By Martin Lines
Our autumns are becoming increasingly unpredictable, bringing with it the gamble of when to drill. Last year, we had a dry summer and autumn with little opportunity to germinate volunteers and weeds. This year has been the opposite, and we’ve achieved some very good flashes of weeds, which helped to reduce the seed bank and put less pressure on a pre-emergent herbicide.
With the ever-decreasing range of products we can use to remove weeds pre-emergence or in-crop, it’s becoming increasingly important to eradicate as many as possible before planting. It’s now time for the annual gamble of predicting when the weather will break, and our soils will become too wet or delaying enough to get a good kill on the black glass oats and brome. Here on our heavy soils, the black glass seems to germinate around the 15th of October and planning near this date is the optimal time for us. Input prices continue to rise, but grain prices aren’t, so we’re trying to minimise using products from a can and, instead, doing as much as possible with an integrated pest management approach.
Over the past few years, we’ve seen our weed burden change from a heavy black grass problem reliant on chemistry to control it. Now, our focus is more on wild oats, brome and creeping thistle and stopping these weeds from becoming the next burden. Not long ago, the focus was on drilling early and with low seed rates, but this ended up creating more black grass and higher chemical bills. Not just in herbicides but in needing early spring fungicides, and the risk of barley yellow dwarf virus (BYDV) was higher. What we’ve found is trying to go as late as possible with higher seed rates has improved our financial returns, especially if we can use varieties that are better resistant to BYDV pressure on the earlier fields.
Our local agricultural show is the last Saturday in September, and this year, I was chatting with a number of local farmers about the changes we’ve seen in the previous 30 years. The show used to be a catch-up after harvest and before starting drilling. Then, the date moved, so some farmers wanted to have a field drilled before the show to say they had started. Next, it was all the first wheats done before the show, then it was who was finished by the show rolled around. Then everyone found the cost had gone up, and black grass had become a bigger problem impacting yields.
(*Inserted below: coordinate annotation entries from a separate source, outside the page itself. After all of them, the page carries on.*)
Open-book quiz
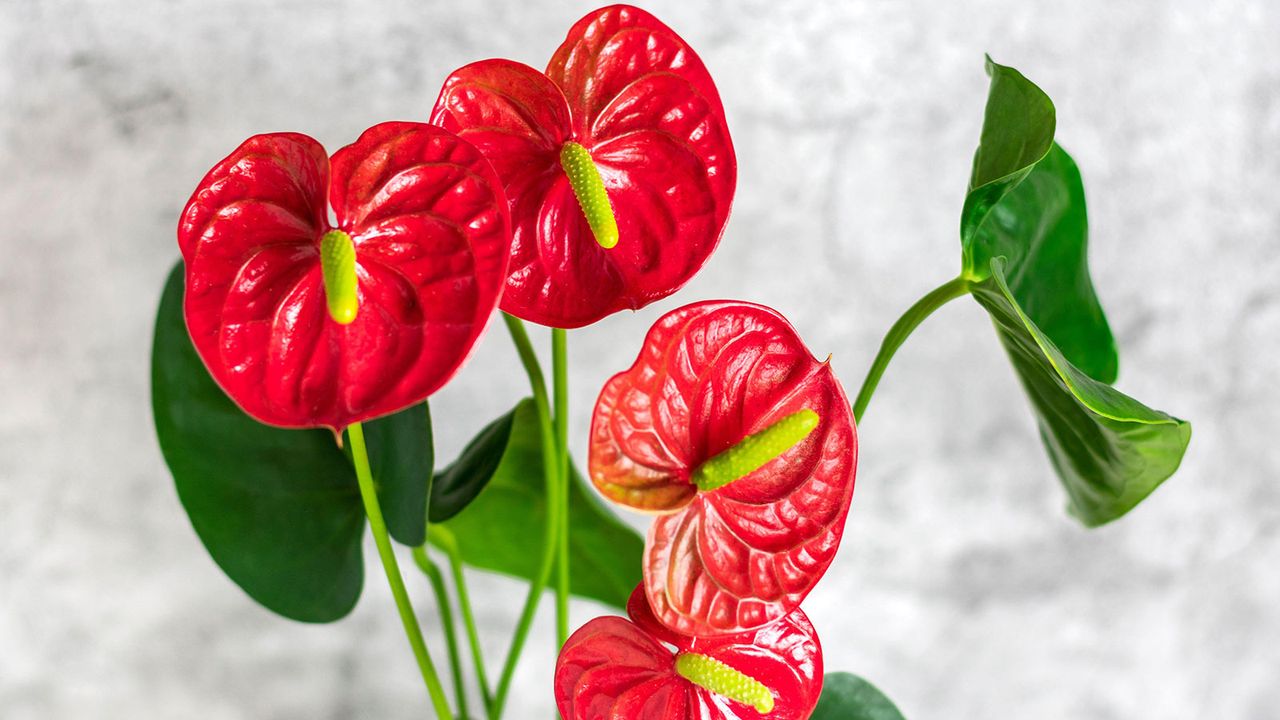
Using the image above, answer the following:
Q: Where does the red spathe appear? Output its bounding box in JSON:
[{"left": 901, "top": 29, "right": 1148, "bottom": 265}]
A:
[
  {"left": 556, "top": 588, "right": 822, "bottom": 720},
  {"left": 589, "top": 301, "right": 858, "bottom": 635},
  {"left": 178, "top": 123, "right": 511, "bottom": 432},
  {"left": 431, "top": 5, "right": 737, "bottom": 328}
]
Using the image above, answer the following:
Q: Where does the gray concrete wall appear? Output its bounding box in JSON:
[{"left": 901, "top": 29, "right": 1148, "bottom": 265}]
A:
[{"left": 0, "top": 0, "right": 1280, "bottom": 720}]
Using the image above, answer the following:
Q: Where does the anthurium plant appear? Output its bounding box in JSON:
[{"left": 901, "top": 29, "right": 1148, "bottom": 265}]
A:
[{"left": 151, "top": 5, "right": 1190, "bottom": 720}]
Now, this year, most people hadn’t started yet and were watching the weather forecast with plans to begin in a week or two. Like many things in farming, this merry-go-round always brings us back to working with nature instead of trying to fight it with more inputs.
One of the risks of drilling later on heavier soil is once it turns wet, it stays typically wet until the spring. Focusing on improving our soil health, structure, drainage, and organic matter can help improve the window within which we can operate. One of the current downsides is the weight of many drills and tractors. We can use the best tyre technology and tyre inflation systems, but we still have a large weight moving over our soil. There continues to be a debate on whether a disc or time is better in different conditions. Most of us only have one drill, so it’s usually a compromise. Several neighbouring farmers seem to be working together: one would have a tined drill and another a disc drill, and they choose the light drill for the right conditions.
There may be Sustainable Farming Incentives (SFI) coming to reward the action of low disturbance or direct drilling. So, instead of needing a capital grant to buy one drill, you could buy a service from another farmer with a machine suited to those conditions. We’re already seeing many within the supply chain, including brands, starting to offer premiums or incentives for actions that reduce carbon footprints and improve biodiversity. The added bonus is that these payments can be stacked or combined with other SFI or CS Agreements. Hopefully, more information on the SFI for 2024 and other incentives will be available soon so we can plan ahead.